FIG. 1 shows a general scheme of a liquid crystal display (LCD) device for displaying pictures thereon. Referring to FIG. 1, a general function of an LCD controller 14 is transferring contents of a video buffer embedded in a frame memory (or system memory) 12 to a LCD device 16. The LCD device 16 includes a gate driver and a source driver for driving LCD panels, and the LCD controller 14 generates signals to control the drivers. The control signals provided from the LCD controller 14 are generally divided into two types, i.e. clock signals such as pixel clock, line clock, and frame clock for synchronization between two modules, and data signals required for providing picture data to be displayed on LCD panels. In general, the data signals are formed of 4-bit, 8-bit, or 16-bit, which allows a bandwidth of data transferred to a LCD driver to be large.
Further, the LCD controller 14 supports not only white and black mode but also gray levels by use of a dither and frame rate control block. The dither and frame rate control block is used for expressing gray level values as binary data. Suppose that gray level values for 4 gray levels are “0, ⅓, ⅔ and 1”, binary data transferred to the LCD device is “0” or “1”. For the purpose of expressing the gray level values such as “⅓” and “⅔”, binary data is transferred in a certain number of frames such that “0” in a first frame, “1” in a second frame, and “0” in a third frame are respectively transferred. As a result, the transferred data value is “010”, which results in making a duty cycle to be “⅓” which expresses the gray level of “⅓”.

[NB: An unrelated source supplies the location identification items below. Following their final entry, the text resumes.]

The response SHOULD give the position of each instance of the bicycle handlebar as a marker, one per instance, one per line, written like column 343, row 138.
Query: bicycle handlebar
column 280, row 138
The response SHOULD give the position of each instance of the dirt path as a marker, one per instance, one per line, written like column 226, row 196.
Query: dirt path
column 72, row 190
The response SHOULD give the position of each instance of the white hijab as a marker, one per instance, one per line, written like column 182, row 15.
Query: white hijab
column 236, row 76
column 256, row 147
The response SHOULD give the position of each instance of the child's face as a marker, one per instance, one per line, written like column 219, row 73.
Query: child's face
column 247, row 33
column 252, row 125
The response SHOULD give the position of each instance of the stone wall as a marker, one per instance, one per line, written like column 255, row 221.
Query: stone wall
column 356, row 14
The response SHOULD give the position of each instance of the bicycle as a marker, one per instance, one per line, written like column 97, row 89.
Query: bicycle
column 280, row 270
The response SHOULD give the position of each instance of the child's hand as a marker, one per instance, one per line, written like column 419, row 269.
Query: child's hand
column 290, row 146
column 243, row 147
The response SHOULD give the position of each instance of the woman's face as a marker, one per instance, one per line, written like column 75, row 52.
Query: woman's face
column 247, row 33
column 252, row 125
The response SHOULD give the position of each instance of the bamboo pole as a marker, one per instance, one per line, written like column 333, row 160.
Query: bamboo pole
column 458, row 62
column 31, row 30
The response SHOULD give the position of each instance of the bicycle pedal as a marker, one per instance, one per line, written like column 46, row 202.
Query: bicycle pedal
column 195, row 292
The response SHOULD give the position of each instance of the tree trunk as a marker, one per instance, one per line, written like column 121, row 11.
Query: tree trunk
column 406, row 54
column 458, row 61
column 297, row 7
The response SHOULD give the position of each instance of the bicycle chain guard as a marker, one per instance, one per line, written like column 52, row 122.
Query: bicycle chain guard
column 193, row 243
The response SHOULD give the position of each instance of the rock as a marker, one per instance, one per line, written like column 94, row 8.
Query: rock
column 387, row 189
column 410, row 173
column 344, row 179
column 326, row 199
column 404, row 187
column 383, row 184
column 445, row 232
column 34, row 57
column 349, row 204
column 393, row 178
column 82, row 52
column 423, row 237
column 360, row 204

In general, the dither and frame rate control block includes dithering pattern registers to store gray level values and a control unit to control drawing a value for a frame from the registers. However, conventional LCD controllers have more dithering pattern registers than needed to store required gray level values. Specifically, the conventional dithering pattern registers are configured as a 4-bit unit to synchronously provide four (4) pixel values. Such a configuration of the dithering pattern registers forms 4-bit dithering pattern as much as a denominator value to express dithering pattern values for plural gray levels. That is, assuming that a denominator value of a predetermined gray level is “7”, bit length of the dithering pattern registers is 28 (=4×7) bits. If a denominator value of a predetermined gray level is “5”, bit length of the dithering pattern registers is 20 (=4×5) bits. Dithering pattern values of the dithering pattern registers are programmed to have a value as much as a required duty cycle in one bit length. For instance, if the gray level is “{fraction (1/7)}”, the dithering pattern value of a corresponding dithering pattern register is programmed to assign “1” to 4 bits and “0” to the rest (24 bits) of the total 28 bits.
Respective dithering pattern values for 16 gray levels dithered by the foregoing manner are as follows:
{fraction (6/7)}: 0111 1111 1101 1111 1011 1111 1110
⅘: 0111 1110 1011 1101 1111
{fraction (5/7)}: 0111 1011 1110 0101 1101 1011 1110
¾: 0111 1101 1011 1110
⅔: 1101 0110 1011
⅗: 0101 1010 0101 1011 1110
{fraction (4/7)}: 1011 0101 1010 0101 1010 0101 1110
½: 1010 0101 1010 0101
{fraction (3/7)}: 0100 1010 0101 1010 0101 1010 0001
⅖: 1010 0101 1010 0100 0001
⅓: 0010 1001 0100
¼: 1000 0010 0100 0001
⅕: 1000 0001 0100 0010 0000
{fraction (1/7)}: 1000 0000 0010 0000 0100 0000 0001
Thus, the size of the total dithering pattern values in the dithering pattern registers is 292 (=7×4×5+5×4×4+4×4×3+3×4×2) bits. Since circuitry for one bit is made of a flip-flop, the hardware cost for the conventional dithering pattern registers increases due to the large size of the dithering pattern value data. In addition, power consumption of the dithering pattern registers also increases.
Moreover, in the conventional LCD controller, only one nibble is continuously supplied through one line among the respective bit patterns. Assuming that all of a first line of a frame have gray level values of “{fraction (1/7)}”, a specific nibble of the dithering pattern values for the gray level “{fraction (1/7)}” is continuously provided. If only a first nibble of the dithering pattern values for the gray level “{fraction (1/7)}” is selected, data “1000” is always provided in the line. It is temporally possible to make the dithering pattern value for the gray level “{fraction (1/7)}”, but the data “1000” is spatially reiterative in one line. This also occurs in the case of providing the dithering pattern value for the gray level “¼”.